Chronique

Klub des Loosers
La fin de l’espèce

Disques du Manoir - 2012

Il est vivant. La branche du pendu a été plus forte. Et après plusieurs années passées à affûter ses boucles et sélections musicales (Spring Tales et la série des Broadcast), Fuzati revient donner une suite à Vive la vie. Un premier album solo synthétisant une époque entre mal-être assumé, boucles kitsch et rimes amères. Huit années écoulées soit bien assez pour tourner une page et en ouvrir une nouvelle. Ses premiers mots vont dans ce sens : « une seconde naissance, j’ai buté mon adolescence » (« Vieille branche »).

Exit Anne-Charlotte, la copine de fac toujours plus distante, l’étudiant suicidaire a pris de la bouteille. Un œil sur le passé, entre frustrations et désillusions, un autre sur un avenir désenchanté, le Klub ne brille pas par son ton enjoué. Plutôt par la misanthropie de son créateur, finalement rattrapé par la vie et par le quotidien. Un quotidien banal : une place dans un bureau trop étroit, une vaste incompréhension avec le sexe faible et la trentaine désormais passée. Mais derrière ce masque d’indifférence, il reste un regard débordant de cynisme et d’humour noir. Et derrière les cicatrices des échecs, on devine une humanité dissimulée. Entre l’homme et le personnage, entre la réalité et la fiction, Fuzati semble constamment en équilibre sur un fil toujours plus étroit. Cet exercice constant de funambule désarçonne et bouscule. Et on devine que c’est exactement l’effet recherché. « J’envoie des signaux de fumée super faciles à décrypter vu qu’ils veulent tous dire la même chose : évitez de me parler » (« L’indien »).

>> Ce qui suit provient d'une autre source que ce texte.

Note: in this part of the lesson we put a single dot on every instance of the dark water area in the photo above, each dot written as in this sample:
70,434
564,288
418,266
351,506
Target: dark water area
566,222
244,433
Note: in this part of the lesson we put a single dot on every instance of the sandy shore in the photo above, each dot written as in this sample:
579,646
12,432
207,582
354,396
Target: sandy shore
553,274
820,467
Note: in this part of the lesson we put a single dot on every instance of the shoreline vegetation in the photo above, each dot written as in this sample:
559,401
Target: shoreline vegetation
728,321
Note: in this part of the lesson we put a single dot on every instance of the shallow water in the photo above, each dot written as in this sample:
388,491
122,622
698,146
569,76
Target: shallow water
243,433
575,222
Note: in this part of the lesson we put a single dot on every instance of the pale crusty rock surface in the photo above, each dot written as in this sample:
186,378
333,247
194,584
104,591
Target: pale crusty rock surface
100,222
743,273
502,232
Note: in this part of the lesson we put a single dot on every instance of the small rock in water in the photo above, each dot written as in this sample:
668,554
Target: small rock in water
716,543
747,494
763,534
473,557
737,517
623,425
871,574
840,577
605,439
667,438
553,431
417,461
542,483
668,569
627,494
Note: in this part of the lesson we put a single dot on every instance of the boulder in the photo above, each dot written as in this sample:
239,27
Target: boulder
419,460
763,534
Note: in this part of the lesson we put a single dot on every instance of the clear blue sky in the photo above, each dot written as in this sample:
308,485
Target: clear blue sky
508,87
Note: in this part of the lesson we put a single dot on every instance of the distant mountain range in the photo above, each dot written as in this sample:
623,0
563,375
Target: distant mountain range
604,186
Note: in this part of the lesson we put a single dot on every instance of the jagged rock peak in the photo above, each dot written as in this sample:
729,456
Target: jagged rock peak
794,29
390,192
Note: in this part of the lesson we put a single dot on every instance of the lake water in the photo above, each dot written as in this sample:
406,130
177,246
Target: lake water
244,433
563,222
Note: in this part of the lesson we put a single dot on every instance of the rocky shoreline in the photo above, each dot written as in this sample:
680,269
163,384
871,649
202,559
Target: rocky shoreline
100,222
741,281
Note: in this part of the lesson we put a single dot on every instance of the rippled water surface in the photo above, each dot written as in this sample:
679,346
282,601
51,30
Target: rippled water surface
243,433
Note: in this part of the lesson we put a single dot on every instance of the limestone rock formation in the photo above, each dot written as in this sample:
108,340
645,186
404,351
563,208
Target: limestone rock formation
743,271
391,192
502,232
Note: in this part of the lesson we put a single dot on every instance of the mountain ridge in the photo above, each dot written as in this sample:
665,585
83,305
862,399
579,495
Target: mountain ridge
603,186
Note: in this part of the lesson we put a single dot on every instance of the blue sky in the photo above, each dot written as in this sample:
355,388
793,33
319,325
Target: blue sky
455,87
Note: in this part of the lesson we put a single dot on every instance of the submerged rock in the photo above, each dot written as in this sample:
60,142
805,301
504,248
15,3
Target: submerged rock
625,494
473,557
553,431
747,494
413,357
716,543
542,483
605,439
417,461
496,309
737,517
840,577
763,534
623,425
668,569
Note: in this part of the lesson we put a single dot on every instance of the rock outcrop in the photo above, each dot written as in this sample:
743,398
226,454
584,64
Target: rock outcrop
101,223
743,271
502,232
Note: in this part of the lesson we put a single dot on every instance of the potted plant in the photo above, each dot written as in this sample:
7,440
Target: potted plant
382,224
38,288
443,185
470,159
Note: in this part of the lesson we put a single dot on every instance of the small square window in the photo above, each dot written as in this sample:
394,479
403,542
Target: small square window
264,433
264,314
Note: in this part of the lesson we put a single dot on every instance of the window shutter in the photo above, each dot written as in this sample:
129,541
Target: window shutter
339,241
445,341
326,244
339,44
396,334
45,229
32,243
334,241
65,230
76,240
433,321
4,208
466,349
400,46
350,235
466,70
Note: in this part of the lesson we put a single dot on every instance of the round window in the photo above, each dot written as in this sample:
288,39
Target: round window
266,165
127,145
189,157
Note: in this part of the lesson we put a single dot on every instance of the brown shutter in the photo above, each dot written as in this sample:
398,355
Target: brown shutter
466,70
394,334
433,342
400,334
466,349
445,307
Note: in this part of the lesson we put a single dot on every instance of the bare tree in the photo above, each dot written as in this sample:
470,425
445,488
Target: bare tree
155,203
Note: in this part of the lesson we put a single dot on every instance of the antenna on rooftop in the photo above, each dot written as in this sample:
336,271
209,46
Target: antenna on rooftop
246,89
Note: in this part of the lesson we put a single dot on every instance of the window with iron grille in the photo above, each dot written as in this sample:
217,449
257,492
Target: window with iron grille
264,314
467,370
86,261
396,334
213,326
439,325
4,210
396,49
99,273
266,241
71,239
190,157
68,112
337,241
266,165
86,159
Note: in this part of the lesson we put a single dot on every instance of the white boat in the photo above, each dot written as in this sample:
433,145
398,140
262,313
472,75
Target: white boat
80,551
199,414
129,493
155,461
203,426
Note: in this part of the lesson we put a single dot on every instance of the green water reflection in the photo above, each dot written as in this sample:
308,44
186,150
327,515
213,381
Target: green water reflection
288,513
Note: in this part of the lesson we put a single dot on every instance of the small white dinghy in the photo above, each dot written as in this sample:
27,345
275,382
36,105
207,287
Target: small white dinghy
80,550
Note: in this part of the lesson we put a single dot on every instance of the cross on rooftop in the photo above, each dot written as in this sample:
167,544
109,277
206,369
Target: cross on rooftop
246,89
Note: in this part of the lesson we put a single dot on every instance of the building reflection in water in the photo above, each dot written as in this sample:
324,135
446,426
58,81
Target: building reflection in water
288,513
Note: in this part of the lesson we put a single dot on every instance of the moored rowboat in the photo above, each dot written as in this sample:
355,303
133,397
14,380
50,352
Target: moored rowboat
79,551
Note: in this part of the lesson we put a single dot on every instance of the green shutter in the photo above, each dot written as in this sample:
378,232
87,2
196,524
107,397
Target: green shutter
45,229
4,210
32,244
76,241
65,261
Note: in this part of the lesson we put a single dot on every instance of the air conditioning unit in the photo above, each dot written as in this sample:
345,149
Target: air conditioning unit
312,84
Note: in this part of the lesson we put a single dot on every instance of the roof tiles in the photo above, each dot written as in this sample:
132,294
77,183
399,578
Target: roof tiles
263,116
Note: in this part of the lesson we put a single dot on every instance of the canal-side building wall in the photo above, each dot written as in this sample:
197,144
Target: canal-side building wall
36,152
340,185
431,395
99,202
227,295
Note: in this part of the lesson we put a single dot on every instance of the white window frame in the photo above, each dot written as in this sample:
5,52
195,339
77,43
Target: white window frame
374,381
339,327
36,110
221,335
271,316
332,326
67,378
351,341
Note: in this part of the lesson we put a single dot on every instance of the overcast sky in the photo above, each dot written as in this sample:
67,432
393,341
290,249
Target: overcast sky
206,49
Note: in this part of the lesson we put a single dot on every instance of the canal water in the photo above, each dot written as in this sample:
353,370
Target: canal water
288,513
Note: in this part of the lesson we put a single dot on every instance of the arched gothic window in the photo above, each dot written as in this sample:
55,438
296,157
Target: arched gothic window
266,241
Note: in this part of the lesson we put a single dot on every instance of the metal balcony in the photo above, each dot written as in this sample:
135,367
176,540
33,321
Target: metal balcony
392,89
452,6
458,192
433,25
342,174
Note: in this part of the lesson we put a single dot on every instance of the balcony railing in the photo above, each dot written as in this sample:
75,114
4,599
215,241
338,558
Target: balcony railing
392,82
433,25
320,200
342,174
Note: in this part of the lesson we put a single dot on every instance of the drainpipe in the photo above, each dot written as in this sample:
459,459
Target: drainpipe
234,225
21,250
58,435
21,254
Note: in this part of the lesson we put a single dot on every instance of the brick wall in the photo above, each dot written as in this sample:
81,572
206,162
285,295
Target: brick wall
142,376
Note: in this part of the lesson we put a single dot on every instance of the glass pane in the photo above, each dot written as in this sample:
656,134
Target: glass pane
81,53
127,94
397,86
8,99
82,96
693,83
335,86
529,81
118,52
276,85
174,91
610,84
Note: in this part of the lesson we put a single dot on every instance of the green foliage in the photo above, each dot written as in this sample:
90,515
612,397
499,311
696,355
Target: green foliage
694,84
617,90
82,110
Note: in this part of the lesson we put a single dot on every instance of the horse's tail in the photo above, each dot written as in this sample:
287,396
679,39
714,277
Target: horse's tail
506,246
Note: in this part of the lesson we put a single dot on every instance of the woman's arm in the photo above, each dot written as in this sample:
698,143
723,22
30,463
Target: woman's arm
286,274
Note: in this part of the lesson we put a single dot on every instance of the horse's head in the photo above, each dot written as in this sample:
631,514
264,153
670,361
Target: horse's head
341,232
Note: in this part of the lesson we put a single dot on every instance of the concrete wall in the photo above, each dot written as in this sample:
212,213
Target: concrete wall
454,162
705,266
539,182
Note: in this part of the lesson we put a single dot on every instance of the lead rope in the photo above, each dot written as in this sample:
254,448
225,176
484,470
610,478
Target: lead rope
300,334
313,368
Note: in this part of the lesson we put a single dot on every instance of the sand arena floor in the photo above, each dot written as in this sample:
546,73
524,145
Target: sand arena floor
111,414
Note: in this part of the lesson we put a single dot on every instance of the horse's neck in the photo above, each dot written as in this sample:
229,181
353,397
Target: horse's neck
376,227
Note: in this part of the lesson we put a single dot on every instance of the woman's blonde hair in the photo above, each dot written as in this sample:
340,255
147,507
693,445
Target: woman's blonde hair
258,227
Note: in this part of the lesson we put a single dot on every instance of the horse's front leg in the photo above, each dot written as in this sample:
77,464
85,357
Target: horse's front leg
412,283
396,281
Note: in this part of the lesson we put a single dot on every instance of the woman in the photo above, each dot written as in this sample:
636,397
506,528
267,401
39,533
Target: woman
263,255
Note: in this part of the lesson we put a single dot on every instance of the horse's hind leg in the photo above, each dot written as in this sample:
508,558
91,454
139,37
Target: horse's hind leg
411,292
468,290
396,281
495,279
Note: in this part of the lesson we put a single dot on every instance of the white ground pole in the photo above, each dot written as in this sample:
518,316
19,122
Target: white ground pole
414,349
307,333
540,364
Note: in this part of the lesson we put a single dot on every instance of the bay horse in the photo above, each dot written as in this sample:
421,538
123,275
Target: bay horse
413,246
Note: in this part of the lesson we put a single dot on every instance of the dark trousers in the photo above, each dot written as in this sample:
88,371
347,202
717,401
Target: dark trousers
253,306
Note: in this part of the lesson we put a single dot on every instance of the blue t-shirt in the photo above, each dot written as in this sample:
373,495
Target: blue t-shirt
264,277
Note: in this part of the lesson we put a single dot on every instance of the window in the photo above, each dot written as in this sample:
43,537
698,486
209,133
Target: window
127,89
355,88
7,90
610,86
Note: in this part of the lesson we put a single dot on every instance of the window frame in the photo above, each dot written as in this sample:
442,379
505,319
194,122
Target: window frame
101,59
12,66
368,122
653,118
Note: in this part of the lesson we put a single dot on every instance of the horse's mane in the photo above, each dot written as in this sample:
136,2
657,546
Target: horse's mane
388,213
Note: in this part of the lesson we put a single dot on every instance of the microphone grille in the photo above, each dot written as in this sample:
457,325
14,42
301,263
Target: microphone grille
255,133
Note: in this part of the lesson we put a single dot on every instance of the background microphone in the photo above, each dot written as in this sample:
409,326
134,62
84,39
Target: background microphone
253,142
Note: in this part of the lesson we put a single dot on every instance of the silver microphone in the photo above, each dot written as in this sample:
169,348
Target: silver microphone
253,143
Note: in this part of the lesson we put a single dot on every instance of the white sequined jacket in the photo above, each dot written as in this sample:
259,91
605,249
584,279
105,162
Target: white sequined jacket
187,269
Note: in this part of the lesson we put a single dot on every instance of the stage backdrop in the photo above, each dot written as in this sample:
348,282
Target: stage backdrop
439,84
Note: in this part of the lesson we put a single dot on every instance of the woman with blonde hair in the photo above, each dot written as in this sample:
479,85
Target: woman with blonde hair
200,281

Toujours solitaire et incompris des chromosomes XX, il traîne aujourd’hui son dépit. Un dépit à peine dissimulé par quelques « faciales » vengeresses. Le mal-être a fait place à une amertume ponctuée de quelques coups d’éclats. Et même si les premières écoutes ne le dévoilent pas immédiatement, La fin de l’espèce transpire la solitude. Le thème récurrent de la paternité illustre ce sentiment comme un miroir déformant. À l’image de « Non père », portrait d’un père d’une famille recomposée, assis sur un tabouret à trois pieds. Ou dans un autre registre, « La fin de l’espèce », épuré au possible et dont la conclusion est explicite : « bientôt plus de sept milliards donc faire des gosses c’est criminel. »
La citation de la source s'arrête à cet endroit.